Friday, April 24, 2009

The ‘I’ inside

Having missed its cinematic run and ignoring it on the shelf for many months, I finally bought “The Diving Bell and the Butterfly” by Julian Schnabel and, at a whim on a rare quiet day, sat down and watched it. The term tour de force is often over used, and is very applicable here, not to Mathieu Almaric’s performance as Jean-Dominique Bauby (as good as it is), but to Schnabel’s courageous directing and the superlative camerawork by Janusz Kaminski. I will see this film many more times in the future.

“The Diving Bell and the Butterfly” is based on the book by Jean-Dominique Bauby, who suffered a stroke at the height of his career as editor of “Elle” in France and ended up able to move only his one eye. With that one eye, he managed to write the book which details his experience as someone suffering from “locked-in syndrome”. His mind remains sharp, his thoughts clear, tragically trapped in a cage of redundant flesh. In a daring move, Schnabel forces us to see the world as Bauby does as the film begins. For some time, we struggle to focus; see only fragments of an object; we tear up; light blazes into our vision. Then, as Bauby narrates from within his mind, we get to know him as well as his family, mistress, father, and the medical professionals who help him.

Anyone who’s familiar with Bauby’s story knows how this will end; however, the film evokes expectant hope, not blunt sympathy. Schnabel and Kaminski open up Bauby’s mental world via flashbacks and flights of the imagination, often powerfully contrasting those strong images with his crumpled, ineffective body. Furthermore, Schnabel’s choice of music – often so annoying and distracting in a film – is as perfect as his choice of image. The film is a testament to the power of the medium.

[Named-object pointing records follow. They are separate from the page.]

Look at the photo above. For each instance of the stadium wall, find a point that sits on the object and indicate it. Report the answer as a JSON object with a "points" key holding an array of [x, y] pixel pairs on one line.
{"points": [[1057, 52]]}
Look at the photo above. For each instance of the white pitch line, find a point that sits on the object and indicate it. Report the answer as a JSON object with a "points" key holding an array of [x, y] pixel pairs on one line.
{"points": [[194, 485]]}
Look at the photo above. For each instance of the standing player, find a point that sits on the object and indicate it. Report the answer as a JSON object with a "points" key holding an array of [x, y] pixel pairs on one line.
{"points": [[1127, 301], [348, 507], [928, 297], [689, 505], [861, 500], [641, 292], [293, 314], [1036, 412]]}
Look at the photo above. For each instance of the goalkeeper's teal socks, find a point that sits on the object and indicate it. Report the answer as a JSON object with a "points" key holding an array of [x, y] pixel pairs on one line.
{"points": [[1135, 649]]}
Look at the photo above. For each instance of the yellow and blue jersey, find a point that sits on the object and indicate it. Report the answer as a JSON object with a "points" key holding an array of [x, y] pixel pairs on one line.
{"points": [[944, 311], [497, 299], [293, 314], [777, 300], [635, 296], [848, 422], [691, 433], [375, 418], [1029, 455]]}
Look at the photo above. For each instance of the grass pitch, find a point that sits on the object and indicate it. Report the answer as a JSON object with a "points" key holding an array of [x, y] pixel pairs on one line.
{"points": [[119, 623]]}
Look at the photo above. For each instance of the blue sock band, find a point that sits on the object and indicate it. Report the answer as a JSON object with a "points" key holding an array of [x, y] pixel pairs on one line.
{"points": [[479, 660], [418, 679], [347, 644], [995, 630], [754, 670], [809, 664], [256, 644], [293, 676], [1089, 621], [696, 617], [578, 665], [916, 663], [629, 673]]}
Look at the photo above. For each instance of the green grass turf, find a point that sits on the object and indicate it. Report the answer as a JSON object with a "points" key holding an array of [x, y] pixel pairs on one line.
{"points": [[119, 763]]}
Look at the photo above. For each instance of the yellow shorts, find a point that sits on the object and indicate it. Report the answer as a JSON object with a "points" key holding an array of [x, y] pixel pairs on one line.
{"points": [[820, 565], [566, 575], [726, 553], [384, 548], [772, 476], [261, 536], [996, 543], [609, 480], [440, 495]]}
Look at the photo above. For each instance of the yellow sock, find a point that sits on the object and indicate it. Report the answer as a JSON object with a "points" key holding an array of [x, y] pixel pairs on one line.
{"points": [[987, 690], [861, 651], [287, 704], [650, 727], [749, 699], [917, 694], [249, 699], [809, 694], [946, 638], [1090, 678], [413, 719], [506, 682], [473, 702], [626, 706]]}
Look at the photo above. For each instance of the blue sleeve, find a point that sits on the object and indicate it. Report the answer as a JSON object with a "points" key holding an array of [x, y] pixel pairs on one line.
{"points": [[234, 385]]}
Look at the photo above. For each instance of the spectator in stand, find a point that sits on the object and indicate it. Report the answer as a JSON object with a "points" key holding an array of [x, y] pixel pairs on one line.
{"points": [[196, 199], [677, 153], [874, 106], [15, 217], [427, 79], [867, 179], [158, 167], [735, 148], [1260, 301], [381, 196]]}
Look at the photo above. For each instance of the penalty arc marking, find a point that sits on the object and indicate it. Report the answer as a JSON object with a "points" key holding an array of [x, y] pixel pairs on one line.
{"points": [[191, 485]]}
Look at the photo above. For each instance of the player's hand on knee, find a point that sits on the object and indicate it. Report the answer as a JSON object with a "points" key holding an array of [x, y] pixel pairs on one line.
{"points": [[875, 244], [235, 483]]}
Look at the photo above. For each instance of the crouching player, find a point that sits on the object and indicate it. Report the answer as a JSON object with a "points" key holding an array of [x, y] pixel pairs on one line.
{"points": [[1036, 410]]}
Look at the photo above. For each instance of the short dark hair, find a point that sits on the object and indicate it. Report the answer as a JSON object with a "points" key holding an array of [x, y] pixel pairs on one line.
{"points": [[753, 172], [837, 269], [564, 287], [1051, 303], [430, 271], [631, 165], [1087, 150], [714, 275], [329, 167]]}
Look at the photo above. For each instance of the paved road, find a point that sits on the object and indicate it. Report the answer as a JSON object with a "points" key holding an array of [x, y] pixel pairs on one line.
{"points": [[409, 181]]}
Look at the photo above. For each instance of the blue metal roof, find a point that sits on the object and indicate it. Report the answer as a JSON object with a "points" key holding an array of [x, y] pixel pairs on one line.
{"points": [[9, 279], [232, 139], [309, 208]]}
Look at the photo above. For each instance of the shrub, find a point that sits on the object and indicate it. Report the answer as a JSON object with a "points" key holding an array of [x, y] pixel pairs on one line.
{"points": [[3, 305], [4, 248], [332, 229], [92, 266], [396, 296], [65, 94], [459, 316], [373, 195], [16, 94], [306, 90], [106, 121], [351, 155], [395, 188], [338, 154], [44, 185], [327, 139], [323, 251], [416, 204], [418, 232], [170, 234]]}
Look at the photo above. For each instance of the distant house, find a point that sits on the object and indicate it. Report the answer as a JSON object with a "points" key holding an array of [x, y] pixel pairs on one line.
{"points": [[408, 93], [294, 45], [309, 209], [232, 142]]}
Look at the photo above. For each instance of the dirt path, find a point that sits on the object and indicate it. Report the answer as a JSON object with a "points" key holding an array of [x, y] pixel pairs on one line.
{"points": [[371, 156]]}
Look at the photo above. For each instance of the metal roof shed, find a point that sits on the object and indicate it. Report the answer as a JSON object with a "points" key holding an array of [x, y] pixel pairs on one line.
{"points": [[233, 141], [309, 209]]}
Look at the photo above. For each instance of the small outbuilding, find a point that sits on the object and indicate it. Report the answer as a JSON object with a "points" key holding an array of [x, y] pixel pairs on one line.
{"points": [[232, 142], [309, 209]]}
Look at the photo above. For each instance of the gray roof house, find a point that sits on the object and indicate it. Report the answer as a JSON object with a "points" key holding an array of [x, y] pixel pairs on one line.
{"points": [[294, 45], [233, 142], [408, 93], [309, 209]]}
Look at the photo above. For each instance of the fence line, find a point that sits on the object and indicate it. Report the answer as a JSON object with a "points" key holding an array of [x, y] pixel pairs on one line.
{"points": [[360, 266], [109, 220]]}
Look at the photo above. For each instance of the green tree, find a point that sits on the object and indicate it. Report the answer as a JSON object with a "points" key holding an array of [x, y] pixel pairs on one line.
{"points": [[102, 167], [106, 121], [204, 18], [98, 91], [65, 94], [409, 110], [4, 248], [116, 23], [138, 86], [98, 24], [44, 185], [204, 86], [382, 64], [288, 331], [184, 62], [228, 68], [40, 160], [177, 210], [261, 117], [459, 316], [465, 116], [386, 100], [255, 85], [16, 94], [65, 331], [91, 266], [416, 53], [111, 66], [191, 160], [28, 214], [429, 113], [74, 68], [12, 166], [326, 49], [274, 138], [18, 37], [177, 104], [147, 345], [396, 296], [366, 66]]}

Emmanuelle Seigner plays the wife who plays second fiddle to the mistress, and has a wrenching scene in this regard. Max von Sydow, now at very advanced age, gives a performance of astonishing sensitivity in two scenes with his son. The emotional potency of those scenes is elevated as one depicts Bauby in top shape, while in the second he’s near motionless and wheelchair bound. It’s remarkable how well Almaric and Sydow engage in this second scene, even considering that it was edited together during postproduction.